Tuesday, February 19, 2008

God Before Time - Clemons

One thing I’ve given a bit of thought to lately, is the working of God within time. As any physics teacher will tell you, time is a function of mass, motion and gravity. Time is not a constant. It changes the faster you go, or with the less gravity you have. But mass, motion and gravity are creations of God. He’s not subject to their machinations. God sits outside time, looking in.

Which brings mwe to my subject. I frequently talk to fledging writers who want to know why it takes so long to get published. Many, like myself, truly believe they are called to write. Like me, they expect to earn money at it—it is, after all, a vocation not an avocation. They pray and believe God is going to use their words to change the world, but they write, and write, and send out one proposal after another, and then complain that while they believe they’re doing God’s will, God isn’t answering their prayers, and they start to think about giving up.
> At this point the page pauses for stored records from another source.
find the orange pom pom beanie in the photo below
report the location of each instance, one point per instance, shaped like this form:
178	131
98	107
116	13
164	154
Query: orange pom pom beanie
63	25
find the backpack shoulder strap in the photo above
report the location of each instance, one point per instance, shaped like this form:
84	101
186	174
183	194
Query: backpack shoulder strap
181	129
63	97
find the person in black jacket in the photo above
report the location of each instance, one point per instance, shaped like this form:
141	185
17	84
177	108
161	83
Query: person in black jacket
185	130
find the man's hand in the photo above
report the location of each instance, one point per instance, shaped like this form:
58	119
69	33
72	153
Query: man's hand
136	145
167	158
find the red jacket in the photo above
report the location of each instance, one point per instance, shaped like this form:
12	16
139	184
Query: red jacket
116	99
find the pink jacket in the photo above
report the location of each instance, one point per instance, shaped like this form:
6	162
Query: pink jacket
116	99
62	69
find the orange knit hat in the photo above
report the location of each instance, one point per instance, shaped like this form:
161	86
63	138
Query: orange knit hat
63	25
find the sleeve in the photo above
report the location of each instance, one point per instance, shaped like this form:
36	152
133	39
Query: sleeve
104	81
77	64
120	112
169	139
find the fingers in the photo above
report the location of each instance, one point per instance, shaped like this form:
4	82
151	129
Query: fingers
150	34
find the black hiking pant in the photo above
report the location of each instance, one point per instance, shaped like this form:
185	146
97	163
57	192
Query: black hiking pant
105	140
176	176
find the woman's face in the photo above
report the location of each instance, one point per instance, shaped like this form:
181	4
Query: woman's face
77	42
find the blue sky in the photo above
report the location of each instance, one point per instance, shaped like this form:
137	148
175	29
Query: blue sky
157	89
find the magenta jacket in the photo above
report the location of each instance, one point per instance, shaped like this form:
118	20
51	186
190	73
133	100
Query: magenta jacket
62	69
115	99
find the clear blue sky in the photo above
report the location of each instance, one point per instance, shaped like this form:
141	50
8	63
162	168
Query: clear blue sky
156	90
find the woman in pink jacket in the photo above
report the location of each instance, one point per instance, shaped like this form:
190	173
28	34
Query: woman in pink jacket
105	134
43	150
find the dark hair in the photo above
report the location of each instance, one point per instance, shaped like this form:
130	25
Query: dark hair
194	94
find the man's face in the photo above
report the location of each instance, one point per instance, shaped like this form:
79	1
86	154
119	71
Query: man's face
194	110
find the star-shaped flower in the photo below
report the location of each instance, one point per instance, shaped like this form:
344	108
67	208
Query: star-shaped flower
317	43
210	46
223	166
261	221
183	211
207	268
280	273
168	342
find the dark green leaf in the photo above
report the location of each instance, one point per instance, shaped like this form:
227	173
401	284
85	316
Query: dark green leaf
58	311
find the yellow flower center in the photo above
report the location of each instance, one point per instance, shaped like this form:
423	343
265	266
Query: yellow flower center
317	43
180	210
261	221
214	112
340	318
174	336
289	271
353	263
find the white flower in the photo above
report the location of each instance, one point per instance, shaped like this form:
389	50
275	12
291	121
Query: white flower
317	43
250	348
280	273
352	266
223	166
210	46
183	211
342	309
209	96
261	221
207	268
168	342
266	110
It’s a matter of faith, I tell them. You have to believe in spite of what you see.

I try not to leave them with the usual glib answers. I’m sure you’ve heard them all: “Your faith is too weak. If you believed with the faith of a mustard seed you could ask anything and it would be done for you,” or, “Without faith it is impossible to please Him, for to ask anything of God you must first believe He exists and that He rewards those who diligently seek Him.” It’s true, if you pray but you don’t really believe God hears and answers, forgetaboutit.

Or how about this one. “You ask and receive not because you seek to heap it after your own lust.” True again. If you’re praying that you sell enough books to buy a $750,000 house with a Ferrari in the drive and have money left over to pay your bills and take a European vacation, your asking God to provide you with earthly goods when He says we should be storing our treasures in heaven, so again, you’re prayers probably aren’t going to be heard. But I haven’t met anyone doing this.

Then there’s the verse in James that says the prayer of a righteous man avails much. True, you do need to be righteous, at least in the sense that you’re right with God, that you’ve confessed every sin and are truly seeking to do His will.

But what if you’ve practiced all of the above but still feel your prayers haven’t been heard?

Well maybe the missing ingredient is time. We don’t work on God’s clock. My pastor, Rod Hembree, recently put it this way: “Sometimes we pray, and God starts to answer, but we interrupt Him mid-sentence.” In other words, God may be right in the middle of working out the answer to our prayers, when we give up.

If you don’t think it’s true consider this: just about every old testament saint, all those we learned about in Sunday School, waited years for the promise of God to be fulfilled in their lives.

Abraham was told he would have a son, but he was ninety before it finally happened. As a boy Joseph was told his bothers would bow down to him, but before he saw it come to pass he had to endure slavery and imprisonment for at least twenty years. God preserved Moses’ life from his birth but he was eighty years old when he was finally called to lead the children of Israel. David was a young man when he was selected by God to be King over Israel, but even after slaying Goliath he had to endure many years of being chased by Saul before God actually fulfilled the promise.

The problem is we become impatient with God. We want our prayers answered now, not sometime in the future. God, on the other hand, sits outside time. He sees the end from the beginning. He already knows how and when He’ll answer our prayers. For Him, it’s a matter of patiently putting up with our impatience until He knows we’re ready.

Is a limited view of time the missing ingredient in our faith formula? I don’t know, but I can say that we do well when we remember it’s not about us, it’s about Him: for it is God who works in you to will and to act according to His good purpose. Philippians 2:13

Keith Clemons
www.clemonsbooks.com

2 comments:

Bonnie Grove said...

In theology, there is a study of prophesy - called mountain top prophesy, that understands God's work with humanity as an ongoing process. Even the OT prophesies we read (and see fulfilled in NT) can be understood as having multiple fulfillments throughout time. I love this view, and I agree with it. We so often see God move in one area of our life and think "That was an answer to prayer!" (which it was, to be sure) but then we think the prayer is answered and we are done with it. I don't think that's true at all. God answers, and answers, and draws us closer to him, and moves us forward, and helps us, and grows us, and moves us and moves us. It's a process. And it applies to everything in our lives. Even writing.
I'm one of those who knows she is called to write. So, for me, that means that God has called me to work within a system (it existed before I got here) and to rely on Him to work WITH me in that system. Not to fly by high above the system - but to help me learn, be wise, improve, grow, come closer to Him. To learn in the process. And to not grow weary in well doing.
Peace to you Keith. You're a blessing.

Linda Wegner said...

Thanks for this reminder, Keith. How often I have chafed at God's timing, only to give thanks later for the Hand that restrained.